For a more advanced interface, you can set up Docker models with the Open Web UI project. This provides a beautiful, user-friendly, and self-hosted web UI to interact with your models. It includes numerous extendable features, a built-in RAG inference engine, and is 100% private.

Currently, Open Web UI requires a specific configuration to work with Model Runner. A public repository provides a compose.yaml file for this purpose. By default, this file is set up to install the gemma-2-9b-it model, but you can easily change it to any model you prefer. The configuration uses the standard OpenAI API base URL that Docker Model Runner provides.

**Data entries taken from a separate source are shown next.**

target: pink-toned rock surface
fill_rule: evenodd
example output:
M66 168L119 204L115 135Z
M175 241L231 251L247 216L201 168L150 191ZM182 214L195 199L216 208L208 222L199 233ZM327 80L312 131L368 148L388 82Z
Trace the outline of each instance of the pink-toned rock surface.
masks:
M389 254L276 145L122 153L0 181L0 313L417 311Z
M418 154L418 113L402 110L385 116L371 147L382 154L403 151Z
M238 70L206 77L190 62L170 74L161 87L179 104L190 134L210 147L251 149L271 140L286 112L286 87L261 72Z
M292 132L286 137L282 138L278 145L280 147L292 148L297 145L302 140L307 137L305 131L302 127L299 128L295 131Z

To use the provided configuration with gemma-2-9b-it, you can run the docker-compose up command directly. If you want to use a different model, you would: 1. Edit the compose.yaml file and replace the model name with your desired model card from Docker Model Runner. 2. Save the compose.yaml file locally. 3. Run docker-compose -f /path/to/your/compose.yaml up in your terminal.

After the process completes, Open Web UI will be running. You'll just need to create a local account, and then you can start interacting with your models through this powerful web interface.

That's how you can easily use this web UI with Docker Model Runner. Docker's new Model Runner is a fantastic and straightforward way to run any model locally. It is highly recommended to explore this new feature.